Tom Whelan

Profile
- Positions: Center, End, Guard

Personal information
- Born: January 3, 1894 Lynn, Massachusetts, U.S.
- Died: June 26, 1957 (aged 63) Boston, Massachusetts, U.S.
- Listed height: 5 ft 10 in (1.78 m)
- Listed weight: 180 lb (82 kg)

Career information
- College: Dartmouth College, Georgetown University, Boston College, Notre Dame

Career history
- Canton Bulldogs (1920); Cleveland Tigers (1921);
- Stats at Pro Football Reference

= Tom Whelan =

American baseball player

Thomas Joseph Whelan (January 3, 1894 – June 26, 1957) was an American professional football player who spent three years in the American Professional Football Association, the forerunner to the National Football League, with the Canton Bulldogs in 1919 and 1920, winning the national championship alongside Jim Thorpe. He then played with the Cleveland Tigers in 1921. He was also a professional baseball player in the National League for the Boston Braves, at first base in 1920.

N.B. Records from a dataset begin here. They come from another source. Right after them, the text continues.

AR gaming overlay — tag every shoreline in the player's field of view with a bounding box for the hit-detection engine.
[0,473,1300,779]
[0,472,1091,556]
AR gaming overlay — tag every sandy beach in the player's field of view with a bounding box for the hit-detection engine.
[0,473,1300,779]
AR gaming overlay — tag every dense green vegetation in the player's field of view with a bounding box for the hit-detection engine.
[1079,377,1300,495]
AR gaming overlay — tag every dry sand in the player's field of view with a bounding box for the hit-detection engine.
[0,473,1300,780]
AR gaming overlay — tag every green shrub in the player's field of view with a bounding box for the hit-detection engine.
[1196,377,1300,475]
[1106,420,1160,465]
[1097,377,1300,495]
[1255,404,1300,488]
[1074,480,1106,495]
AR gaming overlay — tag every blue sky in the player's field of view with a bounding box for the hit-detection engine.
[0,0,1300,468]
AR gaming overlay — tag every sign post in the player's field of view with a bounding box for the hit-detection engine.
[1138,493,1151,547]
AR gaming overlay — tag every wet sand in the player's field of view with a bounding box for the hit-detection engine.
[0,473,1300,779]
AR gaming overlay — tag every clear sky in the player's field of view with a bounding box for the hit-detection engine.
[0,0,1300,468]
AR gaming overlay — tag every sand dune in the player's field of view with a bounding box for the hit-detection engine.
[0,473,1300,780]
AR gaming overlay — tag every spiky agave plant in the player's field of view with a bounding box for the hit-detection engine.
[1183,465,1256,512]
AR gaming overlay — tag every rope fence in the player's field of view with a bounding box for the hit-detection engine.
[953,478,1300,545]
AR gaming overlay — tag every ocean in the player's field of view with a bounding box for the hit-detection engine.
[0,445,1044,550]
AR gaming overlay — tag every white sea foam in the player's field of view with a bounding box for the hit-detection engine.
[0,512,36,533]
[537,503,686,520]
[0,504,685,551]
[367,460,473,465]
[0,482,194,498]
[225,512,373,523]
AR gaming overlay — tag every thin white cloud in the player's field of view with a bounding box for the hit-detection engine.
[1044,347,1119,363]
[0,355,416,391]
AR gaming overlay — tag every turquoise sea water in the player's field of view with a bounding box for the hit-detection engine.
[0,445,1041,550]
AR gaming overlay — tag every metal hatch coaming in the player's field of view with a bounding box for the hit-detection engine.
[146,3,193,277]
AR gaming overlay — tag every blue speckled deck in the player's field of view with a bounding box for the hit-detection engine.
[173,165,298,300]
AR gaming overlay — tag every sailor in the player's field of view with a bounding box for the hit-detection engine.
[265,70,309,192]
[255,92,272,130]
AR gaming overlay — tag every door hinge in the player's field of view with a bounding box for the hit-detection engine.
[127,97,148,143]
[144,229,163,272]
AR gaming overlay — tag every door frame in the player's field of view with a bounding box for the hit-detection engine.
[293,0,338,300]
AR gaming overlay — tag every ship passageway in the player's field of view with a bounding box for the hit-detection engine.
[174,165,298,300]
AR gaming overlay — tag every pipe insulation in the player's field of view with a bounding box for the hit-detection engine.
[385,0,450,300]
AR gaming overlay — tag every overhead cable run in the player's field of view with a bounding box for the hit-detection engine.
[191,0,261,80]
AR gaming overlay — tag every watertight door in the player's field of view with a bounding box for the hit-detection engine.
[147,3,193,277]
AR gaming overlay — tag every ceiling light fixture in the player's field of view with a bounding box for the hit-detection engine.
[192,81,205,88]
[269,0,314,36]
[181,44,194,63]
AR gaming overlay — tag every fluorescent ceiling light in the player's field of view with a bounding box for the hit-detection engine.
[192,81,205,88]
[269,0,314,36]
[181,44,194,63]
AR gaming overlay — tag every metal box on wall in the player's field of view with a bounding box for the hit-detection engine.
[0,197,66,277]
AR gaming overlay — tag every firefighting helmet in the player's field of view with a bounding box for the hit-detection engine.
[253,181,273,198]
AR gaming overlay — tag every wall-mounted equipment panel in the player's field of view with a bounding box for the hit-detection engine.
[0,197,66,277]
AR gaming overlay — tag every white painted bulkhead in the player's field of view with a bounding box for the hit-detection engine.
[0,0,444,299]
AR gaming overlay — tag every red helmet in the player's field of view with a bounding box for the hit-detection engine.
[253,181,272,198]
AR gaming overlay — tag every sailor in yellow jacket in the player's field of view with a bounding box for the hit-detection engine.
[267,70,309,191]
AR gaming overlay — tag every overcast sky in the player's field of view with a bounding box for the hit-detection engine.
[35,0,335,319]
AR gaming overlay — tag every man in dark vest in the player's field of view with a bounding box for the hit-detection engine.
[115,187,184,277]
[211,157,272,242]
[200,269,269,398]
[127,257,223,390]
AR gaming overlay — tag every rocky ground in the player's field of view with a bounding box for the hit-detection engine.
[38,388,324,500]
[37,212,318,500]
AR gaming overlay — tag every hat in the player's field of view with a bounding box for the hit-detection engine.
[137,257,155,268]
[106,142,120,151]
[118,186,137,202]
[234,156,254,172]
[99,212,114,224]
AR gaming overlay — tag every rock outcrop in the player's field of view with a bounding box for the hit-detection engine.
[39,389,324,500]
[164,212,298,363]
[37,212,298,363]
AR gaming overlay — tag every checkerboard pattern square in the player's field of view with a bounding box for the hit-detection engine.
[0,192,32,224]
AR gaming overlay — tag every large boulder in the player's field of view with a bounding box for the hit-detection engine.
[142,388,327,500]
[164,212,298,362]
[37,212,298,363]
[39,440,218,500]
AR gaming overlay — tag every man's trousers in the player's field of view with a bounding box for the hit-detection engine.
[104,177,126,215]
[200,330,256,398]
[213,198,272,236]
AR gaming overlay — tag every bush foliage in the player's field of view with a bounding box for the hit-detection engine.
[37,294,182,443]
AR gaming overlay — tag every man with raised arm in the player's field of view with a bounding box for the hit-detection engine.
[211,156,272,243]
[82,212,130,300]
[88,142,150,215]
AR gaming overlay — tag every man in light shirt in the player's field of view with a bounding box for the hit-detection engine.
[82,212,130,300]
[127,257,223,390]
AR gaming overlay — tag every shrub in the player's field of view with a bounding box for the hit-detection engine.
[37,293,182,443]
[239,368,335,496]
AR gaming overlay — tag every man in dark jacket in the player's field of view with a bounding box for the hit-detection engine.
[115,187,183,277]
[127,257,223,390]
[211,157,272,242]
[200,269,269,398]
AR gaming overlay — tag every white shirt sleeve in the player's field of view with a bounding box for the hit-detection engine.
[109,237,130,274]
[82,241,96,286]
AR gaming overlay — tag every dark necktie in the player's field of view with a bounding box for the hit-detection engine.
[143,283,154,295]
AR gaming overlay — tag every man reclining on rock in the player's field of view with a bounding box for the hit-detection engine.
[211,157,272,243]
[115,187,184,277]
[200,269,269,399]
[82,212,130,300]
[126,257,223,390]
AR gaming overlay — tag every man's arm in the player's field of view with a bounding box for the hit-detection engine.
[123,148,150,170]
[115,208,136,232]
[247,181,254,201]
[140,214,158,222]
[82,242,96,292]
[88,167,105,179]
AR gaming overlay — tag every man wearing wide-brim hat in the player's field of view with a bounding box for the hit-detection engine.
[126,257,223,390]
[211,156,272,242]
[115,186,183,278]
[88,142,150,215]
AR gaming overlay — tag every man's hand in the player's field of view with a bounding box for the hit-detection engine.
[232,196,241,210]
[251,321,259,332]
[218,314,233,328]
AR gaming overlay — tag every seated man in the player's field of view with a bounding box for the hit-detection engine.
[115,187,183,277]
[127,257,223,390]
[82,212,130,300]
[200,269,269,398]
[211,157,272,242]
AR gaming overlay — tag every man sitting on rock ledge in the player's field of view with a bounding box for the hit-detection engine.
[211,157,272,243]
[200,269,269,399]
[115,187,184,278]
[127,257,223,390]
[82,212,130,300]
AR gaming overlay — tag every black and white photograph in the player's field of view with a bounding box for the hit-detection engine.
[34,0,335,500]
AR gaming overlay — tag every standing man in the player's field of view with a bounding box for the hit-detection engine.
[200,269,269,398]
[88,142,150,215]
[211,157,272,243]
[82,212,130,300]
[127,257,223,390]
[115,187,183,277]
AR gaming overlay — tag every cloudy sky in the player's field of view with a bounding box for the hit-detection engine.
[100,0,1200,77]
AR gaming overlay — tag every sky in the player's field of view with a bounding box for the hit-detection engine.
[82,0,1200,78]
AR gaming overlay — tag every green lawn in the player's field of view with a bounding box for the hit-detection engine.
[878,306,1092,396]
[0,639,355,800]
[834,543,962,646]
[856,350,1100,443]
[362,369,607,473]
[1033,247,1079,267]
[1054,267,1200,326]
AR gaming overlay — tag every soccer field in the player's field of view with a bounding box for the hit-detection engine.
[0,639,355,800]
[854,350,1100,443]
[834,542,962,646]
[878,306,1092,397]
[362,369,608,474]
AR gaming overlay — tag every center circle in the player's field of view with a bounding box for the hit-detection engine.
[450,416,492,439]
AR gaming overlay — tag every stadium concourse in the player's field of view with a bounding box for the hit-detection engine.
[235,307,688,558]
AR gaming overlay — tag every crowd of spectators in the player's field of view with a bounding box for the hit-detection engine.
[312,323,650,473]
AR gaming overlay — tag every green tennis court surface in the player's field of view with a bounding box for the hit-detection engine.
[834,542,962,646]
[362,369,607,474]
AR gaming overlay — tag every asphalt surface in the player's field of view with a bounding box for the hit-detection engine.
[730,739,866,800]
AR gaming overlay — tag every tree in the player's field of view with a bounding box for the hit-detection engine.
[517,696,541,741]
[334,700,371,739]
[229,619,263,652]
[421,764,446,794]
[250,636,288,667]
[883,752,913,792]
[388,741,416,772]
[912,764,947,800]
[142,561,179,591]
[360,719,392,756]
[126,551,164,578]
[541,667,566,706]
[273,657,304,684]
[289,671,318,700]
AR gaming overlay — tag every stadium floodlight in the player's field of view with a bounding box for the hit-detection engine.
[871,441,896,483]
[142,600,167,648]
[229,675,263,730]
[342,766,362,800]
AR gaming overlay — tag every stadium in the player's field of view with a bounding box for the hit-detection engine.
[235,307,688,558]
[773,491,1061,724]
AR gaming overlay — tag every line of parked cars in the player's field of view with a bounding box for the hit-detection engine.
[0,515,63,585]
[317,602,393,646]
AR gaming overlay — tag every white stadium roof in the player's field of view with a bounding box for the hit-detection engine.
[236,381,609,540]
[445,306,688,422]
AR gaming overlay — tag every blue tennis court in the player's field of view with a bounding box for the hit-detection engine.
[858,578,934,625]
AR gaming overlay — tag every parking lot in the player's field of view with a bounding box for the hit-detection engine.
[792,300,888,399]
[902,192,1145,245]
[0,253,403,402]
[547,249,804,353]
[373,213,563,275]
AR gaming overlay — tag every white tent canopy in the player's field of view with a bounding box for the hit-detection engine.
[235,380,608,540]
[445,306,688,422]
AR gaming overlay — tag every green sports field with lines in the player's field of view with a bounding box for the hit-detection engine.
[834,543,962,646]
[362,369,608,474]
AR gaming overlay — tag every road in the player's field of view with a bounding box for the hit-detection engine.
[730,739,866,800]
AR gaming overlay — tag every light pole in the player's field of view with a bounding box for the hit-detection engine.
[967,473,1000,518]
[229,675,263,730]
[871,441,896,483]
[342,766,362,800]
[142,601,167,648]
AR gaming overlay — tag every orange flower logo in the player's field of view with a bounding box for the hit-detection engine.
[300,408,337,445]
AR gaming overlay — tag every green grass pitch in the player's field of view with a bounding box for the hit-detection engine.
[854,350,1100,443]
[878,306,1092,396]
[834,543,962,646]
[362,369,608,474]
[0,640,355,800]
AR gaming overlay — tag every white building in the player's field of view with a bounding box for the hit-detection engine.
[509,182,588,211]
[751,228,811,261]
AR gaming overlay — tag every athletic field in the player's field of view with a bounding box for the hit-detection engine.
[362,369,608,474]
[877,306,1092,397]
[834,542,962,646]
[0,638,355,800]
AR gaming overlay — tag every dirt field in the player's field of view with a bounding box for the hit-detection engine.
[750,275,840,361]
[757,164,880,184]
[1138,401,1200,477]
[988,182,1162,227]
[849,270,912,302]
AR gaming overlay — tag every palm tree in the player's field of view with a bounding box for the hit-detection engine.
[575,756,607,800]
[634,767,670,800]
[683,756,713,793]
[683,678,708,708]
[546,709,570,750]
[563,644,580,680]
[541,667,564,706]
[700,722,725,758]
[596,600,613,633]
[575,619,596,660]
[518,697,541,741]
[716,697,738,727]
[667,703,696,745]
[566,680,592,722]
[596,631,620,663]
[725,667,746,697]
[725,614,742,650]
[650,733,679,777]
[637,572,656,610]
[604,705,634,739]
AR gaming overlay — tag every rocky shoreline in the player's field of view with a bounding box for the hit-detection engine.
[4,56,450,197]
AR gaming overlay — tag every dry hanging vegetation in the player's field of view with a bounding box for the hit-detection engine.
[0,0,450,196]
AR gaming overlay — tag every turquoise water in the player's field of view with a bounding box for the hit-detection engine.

Whelan managed to attend the colleges of Dartmouth College, Georgetown University, Boston College, and Notre Dame from 1913 until 1920.

He became a coach, athletic director and principal of Lynn English High School, where the academic wing built in the 1990s was named after him. He was married to Mildred, and had five children – Thomas, Mary Jane, Mildred, Robert and William.

In the late 1930s, he umpired for several summers in the Cape Cod Baseball League, and served as umpire-in-chief in 1937 and 1938.

He assisted Lynn English High School athletes in pursuing college education. His grandchildren maintain an annual scholarship in honor of their grandparents and parents, all of whom attended Lynn English High School.